Optimizing manipulation is a key focus of Gupta’s Washington Embodied Intelligence and Robotics Development (WEIRD) Lab, where his algorithmic system allows a robot to learn from limited human demonstrations and by trial and error. Like young children, only faster.
This work has spanned parallel jaw grippers for warehouse picking, packing and extracting; robotic chopsticks for meticulous grasping; and a three-fingered robotic “hand” that approaches human dexterity in maneuvering household items in the UW Robotics Lab’s test kitchen.
Gupta’s next frontier is dexterous grasping in the most real-world environment of all: clutter. “Grasping has seen a lot of progress in the last few years,” he says. “But grasping in clutter is a pretty unsolved problem. We’re very much in its infancy.”
“I like to focus on problems that seem impossible to solve. I want robots to do what human’s can’t — superhuman things.”

Toward the superhuman
While roboticists chip away at different facets of the great grasping challenge, there’s a bigger question to consider: how much more can be achieved by moving beyond mimicry of the human hand?
After all, our hands are just one evolutionary outcome — remarkably versatile, but not necessarily the best possible design for every task. Starting with the problem, rather than existing anatomy, could open new paths for innovation.

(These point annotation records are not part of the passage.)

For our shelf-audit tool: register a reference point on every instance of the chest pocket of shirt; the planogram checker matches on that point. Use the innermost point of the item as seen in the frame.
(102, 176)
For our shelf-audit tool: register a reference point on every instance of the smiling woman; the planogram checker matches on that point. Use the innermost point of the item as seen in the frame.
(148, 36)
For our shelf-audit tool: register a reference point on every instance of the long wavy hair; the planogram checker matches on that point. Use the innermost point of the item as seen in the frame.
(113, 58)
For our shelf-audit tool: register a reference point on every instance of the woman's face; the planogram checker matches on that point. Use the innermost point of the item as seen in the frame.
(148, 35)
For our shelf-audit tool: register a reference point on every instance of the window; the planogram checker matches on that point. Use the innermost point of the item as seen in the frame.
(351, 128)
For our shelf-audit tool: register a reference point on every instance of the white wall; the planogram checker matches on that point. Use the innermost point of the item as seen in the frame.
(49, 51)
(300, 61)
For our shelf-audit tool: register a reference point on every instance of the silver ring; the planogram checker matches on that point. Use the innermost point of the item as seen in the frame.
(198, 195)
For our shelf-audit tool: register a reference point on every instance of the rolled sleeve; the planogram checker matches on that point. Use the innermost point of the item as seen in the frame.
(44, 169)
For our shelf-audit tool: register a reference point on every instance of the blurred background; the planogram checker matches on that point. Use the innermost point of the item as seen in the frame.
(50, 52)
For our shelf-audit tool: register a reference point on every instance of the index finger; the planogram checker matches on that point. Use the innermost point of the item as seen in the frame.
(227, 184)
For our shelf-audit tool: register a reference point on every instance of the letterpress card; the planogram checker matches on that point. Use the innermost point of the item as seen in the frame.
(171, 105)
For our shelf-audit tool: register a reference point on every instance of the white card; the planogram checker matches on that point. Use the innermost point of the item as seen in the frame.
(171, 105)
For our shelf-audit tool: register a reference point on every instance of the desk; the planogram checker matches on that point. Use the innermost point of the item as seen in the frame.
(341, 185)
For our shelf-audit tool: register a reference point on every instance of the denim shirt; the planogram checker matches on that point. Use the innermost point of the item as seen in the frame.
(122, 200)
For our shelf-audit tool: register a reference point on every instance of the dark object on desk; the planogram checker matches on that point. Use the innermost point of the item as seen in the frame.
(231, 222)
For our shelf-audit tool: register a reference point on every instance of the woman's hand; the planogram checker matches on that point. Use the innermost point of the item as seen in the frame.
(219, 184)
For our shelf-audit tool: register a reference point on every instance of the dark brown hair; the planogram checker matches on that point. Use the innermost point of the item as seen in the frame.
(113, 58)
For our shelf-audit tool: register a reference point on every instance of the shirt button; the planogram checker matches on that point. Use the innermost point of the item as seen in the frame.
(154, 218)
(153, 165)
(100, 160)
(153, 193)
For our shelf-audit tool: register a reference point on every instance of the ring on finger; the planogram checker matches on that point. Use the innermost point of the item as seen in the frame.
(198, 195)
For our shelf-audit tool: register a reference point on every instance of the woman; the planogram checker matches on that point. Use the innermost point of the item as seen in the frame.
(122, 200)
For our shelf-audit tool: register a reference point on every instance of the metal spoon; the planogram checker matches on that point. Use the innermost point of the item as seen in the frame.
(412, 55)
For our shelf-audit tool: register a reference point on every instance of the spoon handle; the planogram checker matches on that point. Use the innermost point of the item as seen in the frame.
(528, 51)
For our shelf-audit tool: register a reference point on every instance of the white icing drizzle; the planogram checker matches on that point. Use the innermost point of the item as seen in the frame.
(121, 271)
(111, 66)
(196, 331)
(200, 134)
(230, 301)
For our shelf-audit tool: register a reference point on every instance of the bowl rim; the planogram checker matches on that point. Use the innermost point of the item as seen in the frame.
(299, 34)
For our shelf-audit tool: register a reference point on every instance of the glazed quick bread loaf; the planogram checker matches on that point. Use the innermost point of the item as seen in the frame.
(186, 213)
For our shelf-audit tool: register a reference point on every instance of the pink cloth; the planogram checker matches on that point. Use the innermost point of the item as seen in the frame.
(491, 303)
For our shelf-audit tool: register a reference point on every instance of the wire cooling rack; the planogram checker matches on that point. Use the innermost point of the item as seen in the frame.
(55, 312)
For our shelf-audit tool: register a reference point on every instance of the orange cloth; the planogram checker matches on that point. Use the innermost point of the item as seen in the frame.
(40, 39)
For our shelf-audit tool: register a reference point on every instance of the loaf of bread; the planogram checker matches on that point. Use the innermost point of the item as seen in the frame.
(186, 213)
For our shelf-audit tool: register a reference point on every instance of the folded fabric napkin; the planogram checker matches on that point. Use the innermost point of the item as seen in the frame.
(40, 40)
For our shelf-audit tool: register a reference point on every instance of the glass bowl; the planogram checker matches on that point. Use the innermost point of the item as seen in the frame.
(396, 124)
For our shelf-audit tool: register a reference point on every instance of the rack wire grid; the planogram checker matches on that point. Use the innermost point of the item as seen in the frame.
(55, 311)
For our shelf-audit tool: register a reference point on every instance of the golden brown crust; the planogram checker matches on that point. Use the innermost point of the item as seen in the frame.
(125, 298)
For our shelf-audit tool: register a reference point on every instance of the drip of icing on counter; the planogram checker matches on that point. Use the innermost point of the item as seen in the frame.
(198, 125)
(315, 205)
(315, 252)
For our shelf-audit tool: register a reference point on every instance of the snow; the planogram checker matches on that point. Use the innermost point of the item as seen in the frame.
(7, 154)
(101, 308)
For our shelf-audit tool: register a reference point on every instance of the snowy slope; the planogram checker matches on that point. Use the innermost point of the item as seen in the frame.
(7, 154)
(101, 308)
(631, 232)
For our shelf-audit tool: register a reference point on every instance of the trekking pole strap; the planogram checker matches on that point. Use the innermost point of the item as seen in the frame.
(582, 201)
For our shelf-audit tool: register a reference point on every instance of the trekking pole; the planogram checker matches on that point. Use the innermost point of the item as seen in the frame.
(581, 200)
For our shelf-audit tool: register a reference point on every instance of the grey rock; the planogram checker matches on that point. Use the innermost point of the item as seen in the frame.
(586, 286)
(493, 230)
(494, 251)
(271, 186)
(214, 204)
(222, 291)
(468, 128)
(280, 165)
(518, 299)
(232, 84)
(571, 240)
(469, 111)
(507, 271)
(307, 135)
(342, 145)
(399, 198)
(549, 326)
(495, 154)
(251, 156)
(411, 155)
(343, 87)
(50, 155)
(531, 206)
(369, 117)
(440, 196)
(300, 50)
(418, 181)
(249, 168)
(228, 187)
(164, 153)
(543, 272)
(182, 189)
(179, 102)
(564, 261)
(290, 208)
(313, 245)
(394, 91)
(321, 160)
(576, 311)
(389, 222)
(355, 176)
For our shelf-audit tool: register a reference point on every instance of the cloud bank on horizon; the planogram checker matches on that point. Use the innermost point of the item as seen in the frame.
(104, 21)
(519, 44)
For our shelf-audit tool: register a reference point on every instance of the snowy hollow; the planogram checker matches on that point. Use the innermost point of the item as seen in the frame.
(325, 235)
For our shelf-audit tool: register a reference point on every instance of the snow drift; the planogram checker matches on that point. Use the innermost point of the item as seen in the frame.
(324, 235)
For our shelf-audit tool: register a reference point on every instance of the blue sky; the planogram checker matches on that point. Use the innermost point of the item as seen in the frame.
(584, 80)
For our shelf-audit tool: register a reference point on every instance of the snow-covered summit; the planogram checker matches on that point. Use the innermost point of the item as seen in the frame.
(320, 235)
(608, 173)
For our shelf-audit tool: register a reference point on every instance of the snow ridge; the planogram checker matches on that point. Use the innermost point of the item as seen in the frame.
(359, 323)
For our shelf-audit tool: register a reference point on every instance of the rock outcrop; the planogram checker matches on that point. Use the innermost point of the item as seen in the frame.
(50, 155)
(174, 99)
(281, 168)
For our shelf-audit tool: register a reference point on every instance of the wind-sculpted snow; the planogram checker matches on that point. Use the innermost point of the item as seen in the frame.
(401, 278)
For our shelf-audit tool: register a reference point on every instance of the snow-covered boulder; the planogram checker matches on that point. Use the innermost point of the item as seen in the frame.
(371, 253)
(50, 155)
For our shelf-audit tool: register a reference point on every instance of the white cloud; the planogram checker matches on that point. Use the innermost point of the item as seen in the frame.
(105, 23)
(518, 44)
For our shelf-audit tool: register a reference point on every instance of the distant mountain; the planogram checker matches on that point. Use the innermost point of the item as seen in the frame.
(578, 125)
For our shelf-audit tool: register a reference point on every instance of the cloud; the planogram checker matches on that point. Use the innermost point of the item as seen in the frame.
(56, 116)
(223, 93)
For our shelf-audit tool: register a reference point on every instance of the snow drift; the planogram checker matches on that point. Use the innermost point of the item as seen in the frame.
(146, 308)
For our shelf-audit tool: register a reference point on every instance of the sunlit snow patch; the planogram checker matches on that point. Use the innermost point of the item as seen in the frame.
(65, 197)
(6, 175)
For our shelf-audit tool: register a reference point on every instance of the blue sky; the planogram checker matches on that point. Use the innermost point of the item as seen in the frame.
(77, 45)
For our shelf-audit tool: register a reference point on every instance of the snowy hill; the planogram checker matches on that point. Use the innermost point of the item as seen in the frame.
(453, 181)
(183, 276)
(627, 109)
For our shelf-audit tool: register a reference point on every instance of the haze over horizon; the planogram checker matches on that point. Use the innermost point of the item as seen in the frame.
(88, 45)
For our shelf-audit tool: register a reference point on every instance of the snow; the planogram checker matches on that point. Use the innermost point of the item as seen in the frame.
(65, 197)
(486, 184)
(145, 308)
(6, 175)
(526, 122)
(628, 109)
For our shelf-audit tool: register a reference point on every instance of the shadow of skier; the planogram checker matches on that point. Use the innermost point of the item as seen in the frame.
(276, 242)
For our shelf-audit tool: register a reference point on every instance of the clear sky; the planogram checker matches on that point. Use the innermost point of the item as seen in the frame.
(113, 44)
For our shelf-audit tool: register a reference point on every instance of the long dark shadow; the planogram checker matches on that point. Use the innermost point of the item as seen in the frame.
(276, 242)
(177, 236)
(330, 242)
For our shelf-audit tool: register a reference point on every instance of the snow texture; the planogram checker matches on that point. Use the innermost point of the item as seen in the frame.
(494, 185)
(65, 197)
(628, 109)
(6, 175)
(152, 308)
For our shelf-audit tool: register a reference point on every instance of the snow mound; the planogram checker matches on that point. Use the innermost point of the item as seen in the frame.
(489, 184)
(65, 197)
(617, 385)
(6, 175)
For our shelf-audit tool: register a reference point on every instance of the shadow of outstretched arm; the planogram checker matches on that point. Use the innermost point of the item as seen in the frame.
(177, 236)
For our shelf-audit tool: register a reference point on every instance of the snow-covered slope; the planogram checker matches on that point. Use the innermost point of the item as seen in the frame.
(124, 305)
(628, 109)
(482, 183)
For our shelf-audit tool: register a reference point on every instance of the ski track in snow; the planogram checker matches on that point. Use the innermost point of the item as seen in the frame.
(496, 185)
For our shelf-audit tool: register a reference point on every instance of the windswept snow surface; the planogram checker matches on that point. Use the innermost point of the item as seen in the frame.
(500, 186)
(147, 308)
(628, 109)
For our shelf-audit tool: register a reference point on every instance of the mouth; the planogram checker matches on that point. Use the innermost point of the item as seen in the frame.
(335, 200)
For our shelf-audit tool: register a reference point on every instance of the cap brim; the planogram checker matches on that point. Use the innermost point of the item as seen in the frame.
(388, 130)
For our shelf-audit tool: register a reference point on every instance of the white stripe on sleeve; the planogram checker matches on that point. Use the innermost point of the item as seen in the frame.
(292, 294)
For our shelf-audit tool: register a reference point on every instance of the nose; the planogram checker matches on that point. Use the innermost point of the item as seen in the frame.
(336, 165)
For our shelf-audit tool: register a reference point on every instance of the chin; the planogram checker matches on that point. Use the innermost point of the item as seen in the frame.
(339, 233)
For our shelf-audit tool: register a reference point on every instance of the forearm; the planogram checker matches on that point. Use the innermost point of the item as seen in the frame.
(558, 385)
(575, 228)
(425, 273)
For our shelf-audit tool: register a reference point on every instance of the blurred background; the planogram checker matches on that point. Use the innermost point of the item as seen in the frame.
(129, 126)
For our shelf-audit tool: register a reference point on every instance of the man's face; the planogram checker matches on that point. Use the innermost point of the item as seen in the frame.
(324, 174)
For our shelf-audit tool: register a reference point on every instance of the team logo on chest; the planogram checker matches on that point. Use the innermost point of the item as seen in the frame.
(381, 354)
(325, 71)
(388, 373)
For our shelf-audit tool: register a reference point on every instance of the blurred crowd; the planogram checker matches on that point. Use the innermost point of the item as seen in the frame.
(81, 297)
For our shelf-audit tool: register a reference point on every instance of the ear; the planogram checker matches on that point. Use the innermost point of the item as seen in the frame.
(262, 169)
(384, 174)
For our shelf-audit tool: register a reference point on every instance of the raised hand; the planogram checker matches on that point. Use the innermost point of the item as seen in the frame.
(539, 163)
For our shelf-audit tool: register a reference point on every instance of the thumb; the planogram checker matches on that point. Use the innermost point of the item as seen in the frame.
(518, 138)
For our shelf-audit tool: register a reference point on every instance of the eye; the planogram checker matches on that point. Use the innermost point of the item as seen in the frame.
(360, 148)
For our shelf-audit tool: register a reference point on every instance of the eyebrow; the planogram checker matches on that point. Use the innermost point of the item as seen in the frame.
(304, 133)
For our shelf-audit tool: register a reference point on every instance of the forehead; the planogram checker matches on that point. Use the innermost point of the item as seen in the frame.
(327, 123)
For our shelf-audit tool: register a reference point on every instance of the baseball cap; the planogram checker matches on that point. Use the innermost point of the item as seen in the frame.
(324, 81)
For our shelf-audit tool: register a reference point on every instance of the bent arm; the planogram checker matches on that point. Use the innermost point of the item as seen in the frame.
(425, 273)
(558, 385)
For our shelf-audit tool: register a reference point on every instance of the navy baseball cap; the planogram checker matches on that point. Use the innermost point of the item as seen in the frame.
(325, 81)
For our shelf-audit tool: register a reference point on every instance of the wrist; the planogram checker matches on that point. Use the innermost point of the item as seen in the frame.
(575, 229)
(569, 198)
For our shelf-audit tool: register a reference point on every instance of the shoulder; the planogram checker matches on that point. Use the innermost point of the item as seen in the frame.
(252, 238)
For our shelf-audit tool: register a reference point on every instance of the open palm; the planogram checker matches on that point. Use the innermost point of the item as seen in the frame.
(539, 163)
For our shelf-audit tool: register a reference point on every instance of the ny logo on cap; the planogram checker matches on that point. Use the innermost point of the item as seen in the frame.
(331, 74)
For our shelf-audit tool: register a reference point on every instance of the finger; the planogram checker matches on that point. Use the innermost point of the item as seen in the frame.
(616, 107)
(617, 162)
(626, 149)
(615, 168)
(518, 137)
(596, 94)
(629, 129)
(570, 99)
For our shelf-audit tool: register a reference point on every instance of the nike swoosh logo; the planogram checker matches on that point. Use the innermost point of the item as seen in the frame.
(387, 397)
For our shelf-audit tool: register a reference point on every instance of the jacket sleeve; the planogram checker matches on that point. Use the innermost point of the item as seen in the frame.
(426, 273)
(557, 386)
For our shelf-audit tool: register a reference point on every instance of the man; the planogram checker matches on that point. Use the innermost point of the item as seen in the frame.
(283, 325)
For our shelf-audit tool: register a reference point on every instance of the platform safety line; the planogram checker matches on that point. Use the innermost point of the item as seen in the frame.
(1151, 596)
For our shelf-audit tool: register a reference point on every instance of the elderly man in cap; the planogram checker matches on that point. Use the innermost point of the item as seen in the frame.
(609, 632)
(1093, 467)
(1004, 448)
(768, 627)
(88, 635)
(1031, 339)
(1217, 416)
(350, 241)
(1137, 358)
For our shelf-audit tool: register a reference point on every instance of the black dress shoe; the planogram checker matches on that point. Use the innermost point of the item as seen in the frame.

Srinivasa envisions general-purpose robots equipped with a set of interchangeable graspers, tools designed to work in harmony with intelligent software and complex learning algorithms to take on a wide range of challenging tasks.
This mindset is already shaping real-world advances.
In the Personal Robotics Lab, for instance, Srinivasa and his collaborators are developing a robot that can feed a person with limited mobility — deftly handling everything from sushi to spaghetti to syrah. Another operates chopsticks with surgical precision for infinitely delicate tasks. And they are designing next-generation robots that may someday be capable of round-the-clock work in complex and extreme environments, like maintaining the engine room of a nuclear submarine.
“I like to focus on problems that seem impossible to solve,” Srinivasa says. “I want robots to do what human’s can’t — superhuman things.”